Baiq Nuril sendirian tiba di Istana Kepresidenan Bogor. Presiden Joko Widodo, Menteri Sekretaris Negara Pratikno, serta Menteri Hukum dan HAM Yasonna Laoly sudah menanti di ruang kerja Presiden.

Menurut Yasonna, sejak awal Presiden Joko Widodo telah memberikan perhatian tentang amnesti bagi Baiq Nuril. "Oleh karena tidak ada lagi jalur hukum, yang bisa kita gunakan adalah memenuhi grasi. Maka satu-satunya cara adalah menggunakan amnesti, dan Presiden telah mengambil keputusan itu," ungkap Yasonna.

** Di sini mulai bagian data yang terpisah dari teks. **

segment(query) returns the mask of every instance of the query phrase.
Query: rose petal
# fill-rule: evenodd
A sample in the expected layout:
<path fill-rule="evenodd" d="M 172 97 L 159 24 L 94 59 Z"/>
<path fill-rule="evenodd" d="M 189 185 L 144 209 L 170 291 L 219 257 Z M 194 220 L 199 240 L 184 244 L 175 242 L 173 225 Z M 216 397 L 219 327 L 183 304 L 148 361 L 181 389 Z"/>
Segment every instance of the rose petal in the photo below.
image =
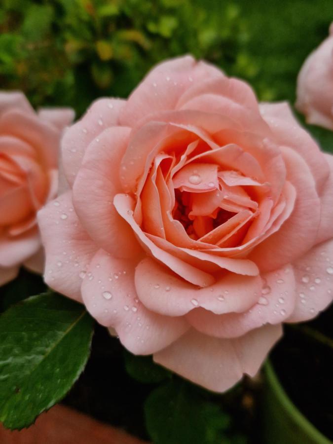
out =
<path fill-rule="evenodd" d="M 254 376 L 282 333 L 265 326 L 231 339 L 210 337 L 194 329 L 153 355 L 157 364 L 216 392 L 223 392 L 243 373 Z"/>
<path fill-rule="evenodd" d="M 120 99 L 99 99 L 90 106 L 80 120 L 65 131 L 61 143 L 62 160 L 71 185 L 87 147 L 106 128 L 119 125 L 119 113 L 125 103 Z"/>
<path fill-rule="evenodd" d="M 121 112 L 122 125 L 133 126 L 145 116 L 175 109 L 180 96 L 196 82 L 222 78 L 223 73 L 190 56 L 168 60 L 155 66 L 131 94 Z"/>
<path fill-rule="evenodd" d="M 293 264 L 295 309 L 288 322 L 312 319 L 333 300 L 333 240 L 312 249 Z"/>
<path fill-rule="evenodd" d="M 45 251 L 45 282 L 80 301 L 82 279 L 97 249 L 73 210 L 72 192 L 49 202 L 37 217 Z"/>
<path fill-rule="evenodd" d="M 141 249 L 133 231 L 115 211 L 114 195 L 121 191 L 120 159 L 130 130 L 108 128 L 86 149 L 73 185 L 73 201 L 80 221 L 100 247 L 120 258 L 135 256 Z"/>
<path fill-rule="evenodd" d="M 137 266 L 135 287 L 139 299 L 149 310 L 180 316 L 197 307 L 219 314 L 243 312 L 258 300 L 261 281 L 259 276 L 228 273 L 210 286 L 200 289 L 147 258 Z"/>
<path fill-rule="evenodd" d="M 266 324 L 283 322 L 293 313 L 296 302 L 292 267 L 289 266 L 262 277 L 263 293 L 260 297 L 257 296 L 255 305 L 243 313 L 219 315 L 200 309 L 188 313 L 186 319 L 202 333 L 224 338 L 238 337 Z"/>
<path fill-rule="evenodd" d="M 99 250 L 83 281 L 82 295 L 92 316 L 114 328 L 128 350 L 150 354 L 177 340 L 188 326 L 183 318 L 161 316 L 140 302 L 134 286 L 135 263 Z"/>

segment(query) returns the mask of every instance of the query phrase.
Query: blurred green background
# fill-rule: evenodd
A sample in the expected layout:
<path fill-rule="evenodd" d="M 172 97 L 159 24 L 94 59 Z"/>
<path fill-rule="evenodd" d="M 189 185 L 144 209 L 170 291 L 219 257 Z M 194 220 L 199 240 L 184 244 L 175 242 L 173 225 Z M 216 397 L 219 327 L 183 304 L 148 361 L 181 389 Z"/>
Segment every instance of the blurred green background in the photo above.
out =
<path fill-rule="evenodd" d="M 299 69 L 327 35 L 332 0 L 1 0 L 0 82 L 35 107 L 126 97 L 149 69 L 190 53 L 295 99 Z"/>

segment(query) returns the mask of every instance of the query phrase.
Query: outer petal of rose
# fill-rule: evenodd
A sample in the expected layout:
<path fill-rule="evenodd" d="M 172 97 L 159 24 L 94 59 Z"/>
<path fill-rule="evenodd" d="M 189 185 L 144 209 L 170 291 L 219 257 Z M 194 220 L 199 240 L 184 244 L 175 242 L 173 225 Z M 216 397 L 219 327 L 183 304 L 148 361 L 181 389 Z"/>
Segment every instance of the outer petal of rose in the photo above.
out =
<path fill-rule="evenodd" d="M 134 204 L 129 196 L 117 194 L 113 204 L 120 216 L 131 225 L 143 248 L 160 262 L 170 268 L 183 279 L 201 287 L 206 287 L 215 282 L 212 275 L 189 265 L 178 258 L 157 247 L 149 239 L 137 224 L 133 218 Z"/>
<path fill-rule="evenodd" d="M 229 101 L 230 105 L 241 106 L 259 113 L 258 103 L 251 87 L 243 80 L 226 76 L 197 82 L 181 96 L 176 108 L 180 108 L 189 101 L 203 94 L 221 96 Z"/>
<path fill-rule="evenodd" d="M 204 62 L 196 62 L 190 56 L 160 63 L 130 96 L 121 112 L 121 124 L 133 126 L 145 114 L 173 110 L 179 97 L 195 82 L 223 77 L 220 70 Z"/>
<path fill-rule="evenodd" d="M 112 201 L 121 192 L 120 159 L 130 130 L 105 130 L 87 148 L 73 185 L 73 201 L 81 223 L 101 248 L 117 257 L 131 257 L 141 250 L 128 224 L 116 211 Z"/>
<path fill-rule="evenodd" d="M 147 258 L 137 266 L 135 287 L 139 299 L 148 309 L 179 316 L 196 307 L 219 314 L 242 312 L 258 300 L 261 280 L 259 276 L 230 273 L 210 287 L 199 289 Z"/>
<path fill-rule="evenodd" d="M 36 115 L 13 110 L 0 117 L 0 133 L 22 139 L 35 147 L 47 167 L 57 166 L 59 132 L 48 122 Z"/>
<path fill-rule="evenodd" d="M 0 116 L 13 109 L 35 114 L 34 109 L 23 93 L 16 91 L 0 92 Z"/>
<path fill-rule="evenodd" d="M 61 130 L 72 123 L 75 112 L 71 108 L 41 108 L 38 110 L 38 115 Z"/>
<path fill-rule="evenodd" d="M 317 245 L 294 264 L 296 304 L 288 322 L 307 321 L 333 300 L 333 239 Z"/>
<path fill-rule="evenodd" d="M 333 156 L 324 154 L 330 168 L 330 176 L 320 194 L 320 224 L 316 243 L 333 237 Z"/>
<path fill-rule="evenodd" d="M 45 251 L 45 282 L 80 301 L 82 277 L 97 248 L 73 210 L 72 192 L 47 204 L 37 218 Z"/>
<path fill-rule="evenodd" d="M 11 267 L 9 268 L 0 267 L 0 287 L 14 279 L 17 276 L 19 270 L 19 267 Z"/>
<path fill-rule="evenodd" d="M 40 247 L 40 239 L 36 227 L 21 236 L 0 236 L 0 267 L 10 267 L 21 263 Z"/>
<path fill-rule="evenodd" d="M 118 116 L 125 101 L 100 99 L 94 102 L 82 118 L 66 130 L 61 146 L 64 170 L 73 185 L 90 142 L 106 128 L 119 124 Z"/>
<path fill-rule="evenodd" d="M 31 271 L 37 273 L 38 274 L 42 274 L 44 264 L 45 253 L 44 249 L 42 247 L 38 250 L 37 253 L 26 260 L 23 265 L 26 268 L 28 268 Z"/>
<path fill-rule="evenodd" d="M 327 164 L 316 142 L 294 117 L 286 102 L 266 103 L 260 106 L 263 117 L 270 127 L 274 141 L 290 147 L 305 160 L 312 173 L 317 189 L 321 189 L 329 174 Z"/>
<path fill-rule="evenodd" d="M 153 359 L 192 382 L 224 392 L 244 373 L 256 374 L 282 333 L 280 325 L 265 326 L 234 339 L 211 337 L 191 329 Z"/>
<path fill-rule="evenodd" d="M 92 316 L 103 325 L 113 327 L 126 348 L 137 354 L 150 354 L 177 340 L 188 325 L 182 317 L 161 316 L 141 303 L 134 286 L 135 264 L 100 250 L 82 282 L 82 295 Z"/>
<path fill-rule="evenodd" d="M 288 266 L 262 277 L 264 280 L 264 294 L 244 313 L 218 315 L 199 309 L 188 313 L 186 319 L 202 333 L 224 338 L 238 337 L 266 324 L 283 322 L 293 313 L 296 303 L 296 284 L 292 267 Z"/>
<path fill-rule="evenodd" d="M 249 257 L 263 272 L 293 262 L 308 251 L 316 239 L 319 225 L 320 201 L 307 164 L 291 148 L 281 149 L 287 166 L 287 180 L 296 188 L 297 197 L 292 213 L 279 231 L 259 244 Z"/>

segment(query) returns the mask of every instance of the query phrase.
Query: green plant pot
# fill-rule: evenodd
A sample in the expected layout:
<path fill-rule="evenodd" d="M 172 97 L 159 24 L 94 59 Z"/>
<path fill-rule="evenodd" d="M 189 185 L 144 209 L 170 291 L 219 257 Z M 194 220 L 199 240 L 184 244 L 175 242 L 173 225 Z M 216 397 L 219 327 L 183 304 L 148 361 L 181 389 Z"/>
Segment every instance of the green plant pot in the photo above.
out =
<path fill-rule="evenodd" d="M 299 411 L 279 381 L 271 363 L 264 366 L 264 444 L 333 444 Z"/>

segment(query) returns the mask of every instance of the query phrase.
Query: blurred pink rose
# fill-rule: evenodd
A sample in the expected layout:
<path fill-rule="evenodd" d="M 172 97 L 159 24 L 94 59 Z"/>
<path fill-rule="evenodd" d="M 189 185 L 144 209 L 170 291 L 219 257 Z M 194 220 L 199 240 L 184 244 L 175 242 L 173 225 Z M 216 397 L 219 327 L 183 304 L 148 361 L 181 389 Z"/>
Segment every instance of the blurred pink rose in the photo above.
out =
<path fill-rule="evenodd" d="M 296 108 L 309 123 L 333 130 L 333 23 L 298 74 Z"/>
<path fill-rule="evenodd" d="M 36 113 L 21 92 L 0 92 L 0 285 L 20 266 L 42 272 L 36 212 L 54 198 L 63 128 L 68 109 Z"/>
<path fill-rule="evenodd" d="M 333 157 L 286 104 L 185 57 L 95 102 L 62 150 L 45 279 L 133 353 L 222 391 L 331 301 Z"/>

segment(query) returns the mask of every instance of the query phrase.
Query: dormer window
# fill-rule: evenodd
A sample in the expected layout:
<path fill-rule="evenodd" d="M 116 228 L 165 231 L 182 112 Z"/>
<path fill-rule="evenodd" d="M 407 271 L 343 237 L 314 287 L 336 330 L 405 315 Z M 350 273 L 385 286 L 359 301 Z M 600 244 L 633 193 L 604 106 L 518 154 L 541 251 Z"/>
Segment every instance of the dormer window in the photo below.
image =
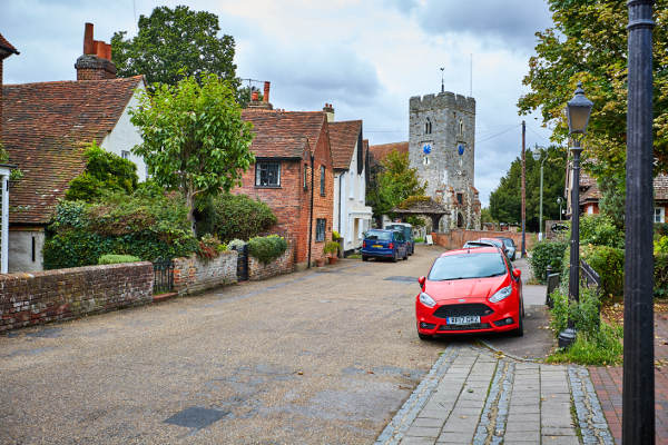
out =
<path fill-rule="evenodd" d="M 431 135 L 431 119 L 426 118 L 426 122 L 424 122 L 424 134 Z"/>

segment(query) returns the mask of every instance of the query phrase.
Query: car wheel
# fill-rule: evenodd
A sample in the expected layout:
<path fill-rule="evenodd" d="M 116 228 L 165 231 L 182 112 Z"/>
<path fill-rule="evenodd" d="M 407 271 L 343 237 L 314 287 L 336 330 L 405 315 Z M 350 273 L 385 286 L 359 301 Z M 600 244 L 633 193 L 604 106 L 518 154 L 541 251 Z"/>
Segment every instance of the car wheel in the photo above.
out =
<path fill-rule="evenodd" d="M 520 317 L 520 326 L 513 333 L 515 337 L 522 337 L 524 335 L 524 307 L 520 306 L 518 310 L 518 317 Z"/>

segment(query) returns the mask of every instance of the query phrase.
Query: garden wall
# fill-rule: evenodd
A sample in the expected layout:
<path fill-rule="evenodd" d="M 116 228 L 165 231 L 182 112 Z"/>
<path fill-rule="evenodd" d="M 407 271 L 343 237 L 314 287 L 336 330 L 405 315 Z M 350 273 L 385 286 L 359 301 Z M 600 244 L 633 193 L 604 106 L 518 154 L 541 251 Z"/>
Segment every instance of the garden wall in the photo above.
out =
<path fill-rule="evenodd" d="M 517 248 L 518 248 L 518 257 L 519 253 L 522 248 L 522 233 L 517 231 L 492 231 L 492 230 L 451 230 L 449 233 L 432 233 L 432 238 L 434 239 L 434 244 L 439 246 L 443 246 L 446 249 L 460 249 L 464 243 L 472 241 L 478 238 L 512 238 Z M 536 234 L 525 234 L 527 239 L 527 251 L 531 250 L 533 245 L 538 241 L 538 236 Z"/>
<path fill-rule="evenodd" d="M 217 258 L 204 260 L 195 254 L 174 259 L 174 291 L 194 294 L 237 281 L 236 250 L 222 251 Z"/>
<path fill-rule="evenodd" d="M 276 275 L 289 274 L 295 269 L 295 256 L 293 244 L 287 246 L 287 249 L 278 258 L 264 265 L 253 256 L 248 256 L 248 279 L 261 280 Z"/>
<path fill-rule="evenodd" d="M 0 275 L 0 332 L 153 300 L 150 263 Z"/>

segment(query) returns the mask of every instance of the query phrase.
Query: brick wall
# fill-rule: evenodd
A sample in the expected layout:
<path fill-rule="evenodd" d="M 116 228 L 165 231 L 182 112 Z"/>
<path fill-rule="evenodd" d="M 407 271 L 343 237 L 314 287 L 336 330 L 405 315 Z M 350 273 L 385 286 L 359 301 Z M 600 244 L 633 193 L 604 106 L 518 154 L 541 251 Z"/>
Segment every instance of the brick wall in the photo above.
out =
<path fill-rule="evenodd" d="M 150 263 L 0 275 L 0 332 L 153 300 Z"/>
<path fill-rule="evenodd" d="M 432 233 L 434 244 L 443 246 L 446 249 L 460 249 L 464 243 L 478 238 L 512 238 L 518 248 L 518 257 L 522 248 L 522 234 L 517 231 L 492 231 L 492 230 L 451 230 L 449 233 Z M 525 234 L 527 251 L 531 250 L 538 240 L 537 234 Z"/>
<path fill-rule="evenodd" d="M 179 295 L 194 294 L 213 287 L 237 281 L 237 253 L 223 251 L 210 260 L 203 260 L 195 254 L 174 259 L 174 291 Z"/>
<path fill-rule="evenodd" d="M 264 265 L 252 256 L 248 256 L 248 279 L 254 281 L 274 277 L 276 275 L 289 274 L 295 269 L 294 258 L 294 249 L 292 246 L 288 246 L 287 250 L 285 250 L 282 256 L 268 265 Z"/>

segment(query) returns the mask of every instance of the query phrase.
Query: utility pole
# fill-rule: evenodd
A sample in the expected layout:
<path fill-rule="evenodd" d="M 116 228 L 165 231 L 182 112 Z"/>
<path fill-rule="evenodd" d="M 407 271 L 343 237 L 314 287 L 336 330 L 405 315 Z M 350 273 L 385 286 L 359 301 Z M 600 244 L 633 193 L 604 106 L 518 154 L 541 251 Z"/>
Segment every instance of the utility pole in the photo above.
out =
<path fill-rule="evenodd" d="M 655 444 L 652 256 L 652 0 L 629 0 L 626 264 L 623 283 L 625 445 Z"/>
<path fill-rule="evenodd" d="M 521 257 L 527 256 L 527 178 L 525 178 L 525 141 L 527 141 L 527 122 L 522 120 L 522 253 Z"/>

Agar tidak terulang, lanjut dia, Kemenkumham akan membicarakan terkait revisi Undang-Undang ITE ini dengan Kemenkominfo. "Jadi, saya dan nanti dengan Menkominfo akan duduk bersama untuk melihat, untuk revisi dari undang undang ITE," ucapnya. Menurutnya, jika revisi ini terjadi, maka akan jadi kali kedua undang-undang ini direvisi.

"Ini kalau kita revisi lagi, kali kedua kita revisi. Memang setelah kita lihat pasti ada lah yang harus kita sempurnakan. Tapi bukan berarti menghilangkan, karena kalau kita hilangkan itu juga persoalannya bisa gubrak juga nanti," tutup Yasonna.

Paling Berharga

Usai menerima Keppres Amnesti, Baiq Nurul mengatakan salinan surat yang diteken Presiden Jokowi pada 29 Juli itu adalah surat paling berharga. Sebab itu, Nuril tidak henti-hentinya mengucapkan rasa terima kasih kepada Presiden Jokowi.

"Ini suratnya (Keppres). Surat ini kalau bisa saya mau bingkai dengan bingkai emas, saya mau pajang. Ini adalah surat paling berharga dalam hidup saya," kata Nuril.

Dalam kesempatan itu, Nuril berharap kejadian yang dialaminya ini tidak terjadi bagi perempuan-perempuan lain. Kalaupun masih terjadi, harus ada pendampingan.

Baiq Nuril adalah seorang staf tata usaha (TU) di SMAN 7 Mataram, NTB, yang berdasarkan putusan kasasi Mahkamah Agung (MA) divonis enam bulan penjara dan denda 500 juta rupiah lantaran dianggap melanggar Pasal 27 Ayat (1) UU ITE karena menyebarkan percakapan asusila kepala sekolah SMU 7 Mataram, Haji Muslim. Baiq Nuril kemudian memohonkan amnesti dari Presiden Joko Widodo.

Sebelumnya, PN Mataram menyatakan Nuril tidak terbukti mentransmisikan konten yang bermuatan pelanggaran kesusilaan.